President Donald Trump had made Twitter his favored channel for sharing unflattering nicknames, insults, video montages and even policy decisions.

But he no longer has that soapbox, as the social platform permanently suspended his account, @realDonaldTrump, on Friday.

Here's a look back at some of his most memorable tweets:

After just a few months in office, the Republican leader shared in July 2017 a video montage of him throwing a man to the floor during a wrestling match, with his opponent's face replaced by the logo for CNN. The tweet was shared hundreds of thousands of times.

Trump often used tweets throughout his term to denounce the "Fake News" media that he accused of leading a "witch hunt" against him.

In the second year of Trump's presidency, North Korean leader Kim Jong Un warned during a New Year speech that he had a "nuclear button" on his desk.

Infuriated, Trump dashed off a tweet against Kim, whom he had nicknamed "Little Rocket Man":

"North Korean Leader Kim Jong Un just stated that the 'Nuclear Button is on his desk at all times.' Will someone from his depleted and food starved regime please inform him that I too have a Nuclear Button, but it is a much bigger & more powerful one than his, and my Button works!"

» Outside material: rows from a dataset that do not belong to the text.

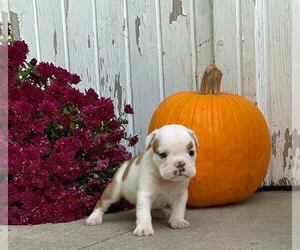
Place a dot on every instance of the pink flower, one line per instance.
(63, 145)
(128, 109)
(133, 140)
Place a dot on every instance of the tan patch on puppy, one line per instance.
(107, 194)
(139, 159)
(155, 145)
(190, 146)
(150, 143)
(130, 163)
(192, 133)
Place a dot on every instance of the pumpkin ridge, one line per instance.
(229, 102)
(175, 108)
(257, 120)
(214, 144)
(248, 136)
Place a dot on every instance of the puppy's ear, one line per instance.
(150, 138)
(194, 137)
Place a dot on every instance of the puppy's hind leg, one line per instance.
(110, 195)
(161, 213)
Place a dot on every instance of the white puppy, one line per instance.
(154, 179)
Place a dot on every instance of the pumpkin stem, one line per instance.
(211, 80)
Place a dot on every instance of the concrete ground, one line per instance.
(261, 222)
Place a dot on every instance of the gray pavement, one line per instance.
(261, 222)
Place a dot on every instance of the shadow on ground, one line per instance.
(262, 222)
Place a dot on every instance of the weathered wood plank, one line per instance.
(144, 63)
(279, 76)
(296, 92)
(261, 67)
(80, 37)
(111, 51)
(23, 14)
(50, 31)
(227, 43)
(177, 47)
(247, 29)
(204, 37)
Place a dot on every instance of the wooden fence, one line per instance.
(141, 51)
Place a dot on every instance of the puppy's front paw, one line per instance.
(94, 219)
(179, 223)
(143, 230)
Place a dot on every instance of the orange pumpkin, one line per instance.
(235, 147)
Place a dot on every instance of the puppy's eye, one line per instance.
(162, 155)
(191, 152)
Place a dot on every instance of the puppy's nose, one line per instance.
(180, 165)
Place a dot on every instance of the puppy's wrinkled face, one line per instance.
(174, 152)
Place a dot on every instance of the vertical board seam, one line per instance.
(36, 29)
(129, 90)
(261, 66)
(65, 35)
(159, 50)
(239, 47)
(213, 32)
(193, 44)
(96, 54)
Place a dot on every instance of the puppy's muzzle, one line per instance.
(180, 168)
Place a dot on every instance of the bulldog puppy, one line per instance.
(157, 178)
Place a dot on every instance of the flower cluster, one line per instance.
(64, 145)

Twitter permanently suspended President Donald Trump's account (pictured in a screen grab from August 2020) on January 8, 2021, citing risk of violence
Twitter permanently suspended President Donald Trump's account (pictured in a screen grab from August 2020) on January 8, 2021, citing risk of violence AFP / Olivier DOULIERY

During his four years in office, Trump used Twitter to ridicule his political opponents, labeling them with mocking nicknames.

President-elect Joe Biden became "Sleepy Joe." The Speaker of the House of Representatives was "Crazy Nancy" Pelosi. Adam Schiff, the chief prosecutor in Trump's impeachment proceedings, was "Shifty Schiff."

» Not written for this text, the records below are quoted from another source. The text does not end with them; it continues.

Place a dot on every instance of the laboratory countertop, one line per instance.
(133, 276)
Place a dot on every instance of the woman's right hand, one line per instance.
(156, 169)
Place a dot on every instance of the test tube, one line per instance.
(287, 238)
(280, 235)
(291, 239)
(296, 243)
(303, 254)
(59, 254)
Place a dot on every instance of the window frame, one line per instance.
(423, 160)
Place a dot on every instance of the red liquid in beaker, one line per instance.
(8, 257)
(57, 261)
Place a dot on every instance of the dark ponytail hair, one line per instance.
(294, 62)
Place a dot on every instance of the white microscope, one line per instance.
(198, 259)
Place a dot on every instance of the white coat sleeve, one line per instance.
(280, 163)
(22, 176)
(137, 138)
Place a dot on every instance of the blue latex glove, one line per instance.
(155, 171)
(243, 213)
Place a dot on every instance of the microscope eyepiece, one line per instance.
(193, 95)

Former Democratic presidential hopeful Elizabeth Warren was dubbed "Pocahontas," referring to her long claimed Native American heritage (she turned out to be only 16 percent Native).

Trump didn't hold back for himself, either, but in the opposite manner: he declared himself a "Very Stable Genius."

A month before the November 3 presidential election, the race between Trump and Biden was in full swing. Then, at 1 am, the president announced he had been diagnosed with the coronavirus.

"Tonight, @FLOTUS and I tested positive for COVID-19," tweeted Trump, 74, referring to first lady Melania Trump. "We will begin our quarantine and recovery process immediately. We will get through this TOGETHER!"

The tweet was "liked" nearly two million times, a personal record for the former real estate mogul. Soon after, Trump was hospitalized for three days.

Likely unwittingly, Trump ended his Twitter reign on Friday when he announced he would not attend Biden's inauguration.

"To all of those who have asked, I will not be going to the Inauguration on January 20th," he wrote.

The message, heavy with symbolism, was the last on his account to his approximately 88 million followers.